The topical question of directors’ liability for payment of unlawful dividends continues to be controversial with conflicting decisions and views to whether the liability should be strict or fault-based. The most recent High Court decision of Burnden Holdings (UK) Limited v Fielding  EWHC 1566 (Ch) will therefore be of interest to directors, insolvency officeholders and auditors alike.
The case addressed the question of whether directors had any liability for dividends which had been declared based on incorrect accounts where the directors were unaware of the relevant facts.

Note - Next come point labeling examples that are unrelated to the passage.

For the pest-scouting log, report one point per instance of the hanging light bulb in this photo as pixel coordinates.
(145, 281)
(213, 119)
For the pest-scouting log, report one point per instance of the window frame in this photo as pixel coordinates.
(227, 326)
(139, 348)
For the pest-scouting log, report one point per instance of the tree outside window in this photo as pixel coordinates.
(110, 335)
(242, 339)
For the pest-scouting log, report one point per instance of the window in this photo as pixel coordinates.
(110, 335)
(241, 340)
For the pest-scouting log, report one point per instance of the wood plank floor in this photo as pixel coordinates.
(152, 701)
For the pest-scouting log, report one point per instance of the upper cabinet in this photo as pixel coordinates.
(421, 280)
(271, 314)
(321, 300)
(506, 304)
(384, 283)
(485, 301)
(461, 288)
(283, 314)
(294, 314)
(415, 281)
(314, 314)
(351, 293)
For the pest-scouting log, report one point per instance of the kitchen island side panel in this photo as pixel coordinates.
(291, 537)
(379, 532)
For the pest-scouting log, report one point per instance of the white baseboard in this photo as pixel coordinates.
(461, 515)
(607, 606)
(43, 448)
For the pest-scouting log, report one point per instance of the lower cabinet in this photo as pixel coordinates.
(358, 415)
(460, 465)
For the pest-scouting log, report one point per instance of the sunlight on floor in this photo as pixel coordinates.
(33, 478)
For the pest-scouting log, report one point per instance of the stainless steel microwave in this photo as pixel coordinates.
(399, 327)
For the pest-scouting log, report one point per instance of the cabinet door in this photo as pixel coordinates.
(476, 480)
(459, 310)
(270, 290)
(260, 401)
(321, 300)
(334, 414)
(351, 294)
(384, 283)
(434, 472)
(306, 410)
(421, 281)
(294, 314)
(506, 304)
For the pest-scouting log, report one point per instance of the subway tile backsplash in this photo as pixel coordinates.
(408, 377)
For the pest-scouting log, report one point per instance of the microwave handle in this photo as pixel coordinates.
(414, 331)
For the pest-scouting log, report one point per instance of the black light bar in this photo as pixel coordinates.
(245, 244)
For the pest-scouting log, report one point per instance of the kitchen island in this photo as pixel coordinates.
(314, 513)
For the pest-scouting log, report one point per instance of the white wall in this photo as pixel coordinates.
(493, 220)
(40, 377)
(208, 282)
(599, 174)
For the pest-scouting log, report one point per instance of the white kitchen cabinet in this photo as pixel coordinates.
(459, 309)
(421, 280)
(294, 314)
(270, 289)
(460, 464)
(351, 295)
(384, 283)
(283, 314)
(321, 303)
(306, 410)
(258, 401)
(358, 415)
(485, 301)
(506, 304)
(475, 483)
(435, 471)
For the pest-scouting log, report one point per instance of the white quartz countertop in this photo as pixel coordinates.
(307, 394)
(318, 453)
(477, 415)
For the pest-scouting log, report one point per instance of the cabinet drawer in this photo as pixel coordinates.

A distribution made other than in accordance with the relevant provisions of the Companies Act 2006 is unlawful. Whilst the Act explicitly provides a right for the company to seek repayment from a shareholder in circumstances where the shareholder knew or had reasonable grounds for believing the distribution was unlawful, it is silent on the explicit question of directors’ liability in those circumstances and there have been conflicting decisions on when directors should be held to be liable.
In Burnden, it was argued by the company and its liquidator that certain assets had been over-valued or mis-described in the accounts with the result that dividends paid to the husband and wife majority shareholders, both of whom were also directors, were unlawful. It was further argued that as directors the couple were personally liable for distributing the company’s assets in breach of the Act.
Mr Justice Zacaroli provided a very useful review of the case law which has built up over the last 150 years and held that on the facts the couple were not liable in their capacity as directors because they were not at fault in that they had taken reasonable care, including by appointing and relying upon appropriate professionals (accountancy advisers and the company’s finance director) when securing the preparation of the accounts and calculating distributable profits.
The take away from this case is that bringing claims against directors will inevitably be more difficult because of the need to establish fault on their part. It may in turn divert more attention to any professional preparing the accounts.